Architecture

This page gives a high-level map of how 2026-Rebuilt is organized.

Use it when you need to understand where new logic belongs before editing the codebase.

Top-level layout

The main Java source tree is organized into a few major areas:

  • commands/ for command factories and coordinated robot behaviors

  • constants/ for runtime mode, subsystem configs, gains, and field/vision constants

  • subsystems/ for the reusable mechanism and sensor abstractions

  • simulation/ for robot-level simulation helpers and field interactions

  • util/ for shared helpers, feedforwards, tuning utilities, and PathPlanner support

Runtime flow

The main runtime path is:

  1. Robot sets up AdvantageKit logging and chooses the current mode

  2. RobotContainer constructs subsystems, controller bindings, named commands, and autonomous choices

  3. CommandScheduler runs commands and subsystem periodic methods

  4. simulation hooks run only when the current mode is not REAL

This means most robot behavior belongs in command factories and subsystem implementations, not in Robot periodic methods.

Modes

Runtime mode is controlled in constants/Constants.java.

This repo supports:

  • REAL for hardware execution on the robot

  • SIM for desktop physics and sensor simulation

  • REPLAY for AdvantageKit log replay

Many subsystem IO factories switch implementation based on that mode. That is why the repo can use the same subsystem API in real hardware, simulation, and replay.

Subsystem and IO pattern

Most mechanisms follow the same design pattern:

  • a subsystem class owns behavior and telemetry

  • an IO interface defines hardware-facing methods and loggable inputs

  • real and simulated IO implementations sit behind that interface

Examples in this repo:

  • Flywheel and FlywheelIO

  • PositionJoint and PositionJointIO

  • Vision and VisionIO

  • DigitalSensor and DigitalSensorIO

This keeps mechanism logic independent from vendor-specific hardware code.

Commands and compositions

Primitive mechanism actions are exposed as command factories in the subsystem classes and in commands/ packages.

This repo uses:

  • subsystem-level primitive controls such as setpoint or voltage commands

  • command factory classes like IntakeCommands and ShooterCommands for coordinated actions

  • RobotContainer for button bindings and autonomous assembly

See Command Compositions for concrete examples.

Autonomous structure

Autonomous behavior is built from reusable commands rather than a separate control path.

This repo currently uses:

  • PathPlanner named commands via NamedCommands.registerCommand(...)

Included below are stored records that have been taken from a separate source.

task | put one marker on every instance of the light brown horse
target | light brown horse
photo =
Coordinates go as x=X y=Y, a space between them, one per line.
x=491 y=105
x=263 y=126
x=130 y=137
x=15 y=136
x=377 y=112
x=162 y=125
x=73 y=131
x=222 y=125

  • dashboard autonomous selection through LoggedDashboardChooser

  • Choreo trajectory support for explicitly composed routines

The key rule is to reuse the same mechanism commands in teleop and auto wherever possible.

Simulation structure

Simulation is not treated as an afterthought in this repo.

There are two simulation layers:

  • subsystem- and mechanism-level simulation through mode-specific IO

  • robot- and field-level simulation through simulation/ helpers and visualization hooks

RobotContainer and Robot explicitly guard simulation-only behavior using Constants.currentMode checks.

Practical guidance

  • Put scheduler wiring, controller bindings, and auto selection in RobotContainer.

  • Put hardware-specific behavior behind IO interfaces.

  • Put multi-subsystem behavior in commands, not subsystem internals.

  • Add constants before hardcoding values in commands or subsystem logic.

  • Prefer extending an existing subsystem pattern before creating a new architectural layer.